Preparing his company was at a level he understood. This «strategic» level was something else. But if being in the game had taught him one thing, it was never lose the image of confidence. Sometimes rep was the only thing that would carry your men through. And sometimes the definition of «your men» could get awfully broad.

«This gear creates a video game environment and the wargames are based on a number of video game archetypes,» Mike continued. «If they would spend less time doing the work of their first sergeants and pushing hardcopy and more time in the VR environment they would do better in notional battles.»





«Well,» said General Horner, «we, and by that I mean General Taylor and myself and to a lesser extent you, need to decide what that battle is going to be and how it is going to be fought. I am going to outline for you, in broad strokes, what the strategic and operational mission of the ACS should be and, over the next two weeks, you suggest how we should do it, in as much detail as possible given the time. Got it?»

«Got it,» answered Mike, leaning back in the chair. After a moment he leaned forward again.
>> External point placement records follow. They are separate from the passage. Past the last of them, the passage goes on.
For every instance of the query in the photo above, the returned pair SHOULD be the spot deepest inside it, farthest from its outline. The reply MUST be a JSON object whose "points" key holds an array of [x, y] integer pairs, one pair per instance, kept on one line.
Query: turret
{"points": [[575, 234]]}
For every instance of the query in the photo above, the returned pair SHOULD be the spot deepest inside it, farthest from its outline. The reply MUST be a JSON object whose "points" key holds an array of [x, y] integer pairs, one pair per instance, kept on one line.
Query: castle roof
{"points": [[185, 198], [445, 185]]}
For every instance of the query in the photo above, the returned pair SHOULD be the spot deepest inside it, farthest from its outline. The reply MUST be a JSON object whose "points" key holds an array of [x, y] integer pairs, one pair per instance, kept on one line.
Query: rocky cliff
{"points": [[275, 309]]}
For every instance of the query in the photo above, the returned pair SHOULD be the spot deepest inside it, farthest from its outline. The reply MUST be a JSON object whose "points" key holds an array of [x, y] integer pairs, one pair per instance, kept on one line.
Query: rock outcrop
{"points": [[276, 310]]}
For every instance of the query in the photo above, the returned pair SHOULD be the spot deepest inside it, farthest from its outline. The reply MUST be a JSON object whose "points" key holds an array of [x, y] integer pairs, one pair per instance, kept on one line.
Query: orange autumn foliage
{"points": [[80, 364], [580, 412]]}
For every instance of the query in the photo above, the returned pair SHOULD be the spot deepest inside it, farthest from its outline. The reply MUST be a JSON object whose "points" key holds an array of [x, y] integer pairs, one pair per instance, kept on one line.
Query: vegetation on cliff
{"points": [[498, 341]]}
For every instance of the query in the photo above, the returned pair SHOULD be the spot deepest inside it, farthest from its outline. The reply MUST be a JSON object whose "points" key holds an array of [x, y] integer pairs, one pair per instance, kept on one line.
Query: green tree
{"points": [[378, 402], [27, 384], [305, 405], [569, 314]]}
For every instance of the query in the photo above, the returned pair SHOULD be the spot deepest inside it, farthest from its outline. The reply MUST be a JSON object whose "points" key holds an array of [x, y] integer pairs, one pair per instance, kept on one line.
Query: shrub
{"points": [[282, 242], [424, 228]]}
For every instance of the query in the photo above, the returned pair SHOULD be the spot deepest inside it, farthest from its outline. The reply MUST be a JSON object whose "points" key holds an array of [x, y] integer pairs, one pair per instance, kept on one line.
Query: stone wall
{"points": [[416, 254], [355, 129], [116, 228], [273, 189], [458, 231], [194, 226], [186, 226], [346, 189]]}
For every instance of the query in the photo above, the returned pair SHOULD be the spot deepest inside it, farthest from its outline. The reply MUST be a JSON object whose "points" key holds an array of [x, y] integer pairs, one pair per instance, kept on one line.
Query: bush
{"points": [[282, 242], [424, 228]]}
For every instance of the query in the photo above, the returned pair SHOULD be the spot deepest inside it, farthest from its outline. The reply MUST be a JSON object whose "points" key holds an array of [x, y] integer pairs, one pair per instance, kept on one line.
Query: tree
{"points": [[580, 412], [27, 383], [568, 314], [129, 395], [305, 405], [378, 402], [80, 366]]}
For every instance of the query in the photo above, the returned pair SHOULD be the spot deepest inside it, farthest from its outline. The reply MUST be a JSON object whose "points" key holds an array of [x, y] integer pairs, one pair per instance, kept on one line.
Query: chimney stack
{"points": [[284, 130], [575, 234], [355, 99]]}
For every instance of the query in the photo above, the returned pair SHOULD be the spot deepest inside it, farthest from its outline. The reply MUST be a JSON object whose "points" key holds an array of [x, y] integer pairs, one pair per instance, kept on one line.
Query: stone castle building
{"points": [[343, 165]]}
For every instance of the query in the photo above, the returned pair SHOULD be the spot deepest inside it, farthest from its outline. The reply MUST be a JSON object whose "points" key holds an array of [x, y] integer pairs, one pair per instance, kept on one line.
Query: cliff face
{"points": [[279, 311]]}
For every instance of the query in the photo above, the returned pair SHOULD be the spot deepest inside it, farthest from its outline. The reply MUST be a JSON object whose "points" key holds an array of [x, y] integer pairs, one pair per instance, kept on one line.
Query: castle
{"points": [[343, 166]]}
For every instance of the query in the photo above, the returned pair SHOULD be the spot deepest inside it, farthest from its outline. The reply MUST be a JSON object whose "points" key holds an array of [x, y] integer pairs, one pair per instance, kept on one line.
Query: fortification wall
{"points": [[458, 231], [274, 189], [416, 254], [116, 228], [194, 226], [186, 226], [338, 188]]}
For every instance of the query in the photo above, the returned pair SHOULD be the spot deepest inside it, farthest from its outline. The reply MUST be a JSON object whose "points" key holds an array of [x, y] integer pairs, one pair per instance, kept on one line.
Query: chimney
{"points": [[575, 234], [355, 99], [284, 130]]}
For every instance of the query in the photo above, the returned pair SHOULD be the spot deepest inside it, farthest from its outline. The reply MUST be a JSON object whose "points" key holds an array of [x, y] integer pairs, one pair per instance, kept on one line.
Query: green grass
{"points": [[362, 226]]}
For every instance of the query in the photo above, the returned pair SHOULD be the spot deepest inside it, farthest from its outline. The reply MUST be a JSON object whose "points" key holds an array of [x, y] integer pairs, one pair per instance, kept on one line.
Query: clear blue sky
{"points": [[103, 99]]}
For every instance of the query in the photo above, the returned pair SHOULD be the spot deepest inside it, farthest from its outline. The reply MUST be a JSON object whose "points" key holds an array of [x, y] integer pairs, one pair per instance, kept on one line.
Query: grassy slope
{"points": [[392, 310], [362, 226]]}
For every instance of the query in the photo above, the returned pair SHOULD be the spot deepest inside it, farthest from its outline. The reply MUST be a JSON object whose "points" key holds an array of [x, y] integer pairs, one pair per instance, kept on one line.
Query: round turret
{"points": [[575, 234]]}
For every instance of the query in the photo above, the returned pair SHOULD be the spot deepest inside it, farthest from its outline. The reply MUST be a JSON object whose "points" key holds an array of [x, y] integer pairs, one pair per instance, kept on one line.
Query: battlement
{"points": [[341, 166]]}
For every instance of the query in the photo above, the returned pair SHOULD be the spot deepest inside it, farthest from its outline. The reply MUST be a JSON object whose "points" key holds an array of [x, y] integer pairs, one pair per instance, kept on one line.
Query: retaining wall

The comfortable armchair was a surefire way to put him to sleep. If he was going to keep from making an ass of himself in front of these officers, he was going to have to stay on his toes.

«Okay.» General Horner looked up at the ceiling as if drawing thoughts from the pooling cigar smoke. «We are required, by order, to do as much as humanly possible not to lose the cities to the Posleen. First we have to define what a city is. We have arbitrarily decided to defend only the city core, because, quite frankly, we don't see any way to defend into suburbs. Oh, we'll have some depth, and some outer defenders, besides the parasite forts I'll talk about in a minute, but basically we're just going to try to hold 'downtown,' the part with the skyscrapers that Posleen shy away from landing on anyway.

«Outside the cities, near the beltway that is around most of them, now, we are going to construct modern fortresses. They won't be 'state-of-the-art' like the planetary defense centers, but they'll have some sort of curtain wall and moat system along with massive conventional firepower. We are going to give the fort commanders pretty wide leeway on how they want to arm their walls. The idea of these forts, and the central city fortifications, is to catch the Posleen between two fires. We call the outer forts 'coral forts' because they are like a spreading coral.

«The cities and the coral forts will have enough supplies to hold out for five years, if necessary. Each of them will also be just out of line of sight of a planetary defense center; that was already in the PDC plans, so we don't have to worry overmuch about them being directly assaulted by landers or command ships. If landers or command ships take to the air less than en masse, the planetary defense centers should be able to sweep them out of the sky.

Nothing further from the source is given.